Maar rond 1990 begonnen de verhoudingen in Nederland, net als in de rest van de westerse wereld, te veranderen: vrouwen gingen linkser stemmen dan mannen. Toch moeten de verschillen tussen mannen en vrouwen niet worden overdreven. In veel gevallen gedroegen mannelijke en vrouwelijke kiezers zich hetzelfde. Het opkomstpercentage was meestal even hoog en over veel onderwerpen vielen geen verschillende opvattingen te bespeuren.

De nieuwe opstelling van vrouwen weerspiegelde vooral hun veranderende maatschappelijke positie. Ze werden actiever op de arbeidsmarkt en begonnen voor hun belangen te stemmen. Vrouwen die ontevreden waren over hun arbeidsvoorwaarden of vrouwen die voor de overheid werkten, bijvoorbeeld in de zorg of het onderwijs, vonden in linkse partijen bondgenoten. Ook de aandacht voor vrouwenemancipatie in de media leidde tot een grotere bewustwording, die zich vertaalde in links stemgedrag.

Meer vrouwen zouden overwegen PVV te stemmen

Inmiddels zijn steeds meer belemmeringen voor vrouwen op de arbeidsmarkt en in hun privéleven opgeheven. Interessant is nu of andere kwesties het vrouwelijke stemgedrag gaan bepalen.

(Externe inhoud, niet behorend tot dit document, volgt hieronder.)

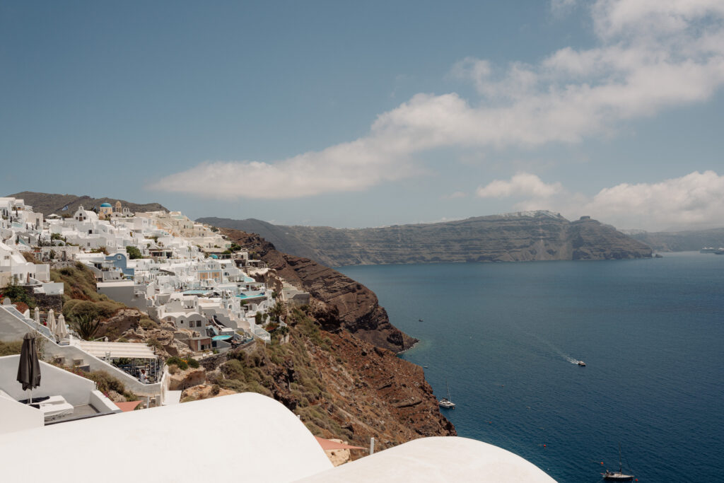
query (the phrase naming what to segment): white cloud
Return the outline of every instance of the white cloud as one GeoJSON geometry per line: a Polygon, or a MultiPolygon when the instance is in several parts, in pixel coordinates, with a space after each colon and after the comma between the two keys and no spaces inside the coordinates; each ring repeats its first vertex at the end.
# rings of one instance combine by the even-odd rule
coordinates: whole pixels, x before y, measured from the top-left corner
{"type": "Polygon", "coordinates": [[[267,199],[365,190],[419,175],[423,151],[578,143],[615,133],[623,120],[702,102],[724,85],[722,0],[598,0],[590,12],[594,48],[503,68],[474,58],[455,64],[452,73],[472,82],[479,99],[417,94],[356,140],[270,163],[207,161],[150,188],[267,199]]]}
{"type": "Polygon", "coordinates": [[[713,171],[695,171],[654,183],[621,183],[605,188],[593,197],[519,173],[510,180],[496,180],[479,188],[478,195],[526,197],[515,209],[549,209],[569,219],[589,215],[618,228],[657,231],[724,226],[724,175],[713,171]]]}
{"type": "Polygon", "coordinates": [[[449,195],[443,196],[442,198],[444,199],[454,200],[460,198],[466,198],[467,196],[468,193],[466,193],[465,191],[455,191],[454,193],[451,193],[449,195]]]}
{"type": "Polygon", "coordinates": [[[622,228],[721,227],[724,176],[695,171],[657,183],[622,183],[601,190],[583,210],[622,228]]]}
{"type": "Polygon", "coordinates": [[[510,181],[495,180],[486,186],[481,186],[476,195],[479,198],[529,196],[540,198],[558,194],[563,189],[560,182],[547,184],[535,175],[521,172],[511,177],[510,181]]]}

Bij de laatste Kamerverkiezingen in 2012 was dat nog niet het geval: de PvdA en GroenLinks kregen meer vrouwelijke dan mannelijke kiezers achter zich, en de VVD en de PVV trokken juist meer mannen.

Volgens recent onderzoek zouden vrouwen minder vaak extreem- rechts stemmen, omdat ze moeite hebben met het stigma dat op deze stroming rust. Maar recente peilingen laten zien dat de aanhang van de PVV niet meer alleen uit de geijkte ‘boze, witte mannen’ bestaat. Ook vrouwen zouden vaker overwegen op Geert Wilders te stemmen – niet voor niets heeft hij vrouwen op nummer twee en drie van de kieslijst voor de komende Kamerverkiezingen gezet.

In de Verenigde Staten bleken veel vrouwen tegen alle verwachtingen in voor de Republikein Donald Trump te kiezen. Misschien zijn dit voorbodes van een volgende kentering in het vrouwelijk stemgedrag.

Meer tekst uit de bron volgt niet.